Como travar o sobre-endividamento com a DECO

29 janeiro 2020
Dados sobre o sobre-endividamento em Portugal

Aos primeiros sinais de dificuldade, reaja, para não entrar em incumprimento. Em 2019, mais de 29 mil famílias pediram ajuda. 

Sinais de alarme

Se faz um esforço considerável para pagar a mensalidade da casa ou do carro ou já tem em atraso duas ou três prestações, não demore a reagir. Identifique as entidades com as quais está em falta (banco, Fisco, Segurança Social, prestadores de serviços essenciais, como a EDP), contacte-as e exponha o problema.

Apesar de serem expectáveis alguns entraves, nenhuma destas entidades quer aumentar a lista dos seus devedores, e a maioria estará disponível para negociar acordos de pagamento faseado. Caso seja confrontado com algum entrave, pode pedir a intervenção do Gabinete de Apoio ao Sobre-endividado. Não deixe arrastar a situação.
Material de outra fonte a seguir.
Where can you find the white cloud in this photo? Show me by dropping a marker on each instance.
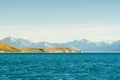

O banco, por exemplo, não tem interesse em deter crédito malparado e estará, à partida, recetivo a encontrar uma solução conveniente para as duas partes. Algumas das vias possíveis passam por alargar o prazo do empréstimo ou definir um plano de pagamentos alternativo compatível com o seu vencimento. Se tiver um crédito pessoal, pode procurar condições mais vantajosas noutro banco. A concretizar-se esta hipótese, não se esqueça de que a liquidação da dívida pode envolver uma penalização.

Considere ainda a consolidação de créditos, sobretudo se tem um empréstimo à habitação ou um terreno, para dar como garantia. A ideia é juntar todos os empréstimos num só (por exemplo, o pessoal, o da casa e a dívida do cartão de crédito), dar como garantia a casa ou o terreno e alargar o prazo de pagamento. Obterá uma prestação inferior à soma das mensalidades dos vários créditos. Nalguns casos, poderá haver um aumento dos juros pagos no final do empréstimo consolidado. Terá ainda de pagar alguns encargos, como penalizações por reembolso antecipado. Mas, para quem está em dificuldade, pode ser um preço aceitável pela folga financeira conseguida.